The exquisite Lontar palms, many with bright pink Vanda Orchids sprouting along the trunks, are endemic to the islands of the National Park. The park is located in the region known as Wallacia, denoting the overlapping of Australian and Asian bio-geographical areas.
This overlapping ensures an interesting mix of bird species including Sulphur-crested Cockatoos of Australian origin, and Monarch Flycatchers and Kingfishers originating from Southeast Asia. The Maleo Bird is also at home here; impressive mound builders, this species lays its eggs in piles of rotting leaves, utilizing the heat of composting for incubation of the eggs.
Gili Lawa Laut: One of the islands you will visit is the island of Gili Lawa Laut, which lies just off the northern tip of Komodo.

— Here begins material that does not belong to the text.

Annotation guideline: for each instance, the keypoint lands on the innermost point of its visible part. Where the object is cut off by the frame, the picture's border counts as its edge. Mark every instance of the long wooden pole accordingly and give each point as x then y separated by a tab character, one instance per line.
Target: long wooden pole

Here you’ll catch a magnificent aerial view of the islands of the Komodo National Park. On a clear day you may even be able to see all the way to Flores! The crescent sandy bay offers some superb opportunities to swim and snorkel.
Padar Island: This island sits between Komodo and Rinca islands and once hosted a small group of Komodo Dragons. Padar has some very nice beaches and guests enjoy the short hike ashore to cross over to the other side of the island for a spectacular sunset. If you happen to be there during full moon, you will be treated to a view of the moon rising as you cross back over to return to the Adelaar.
Sangeang Island: An active volcano, which recently erupted and still billows smoke from one of the vents from time to time. At night, the red glow of lava, flowing down the side, can still be seen as we approach.
The island is mostly uninhabited, but villagers from the mainland come daily in small boats, to tend to gardens. There is a very nice herd of water buffalo (Kerbau) that live in the forest along the shoreline.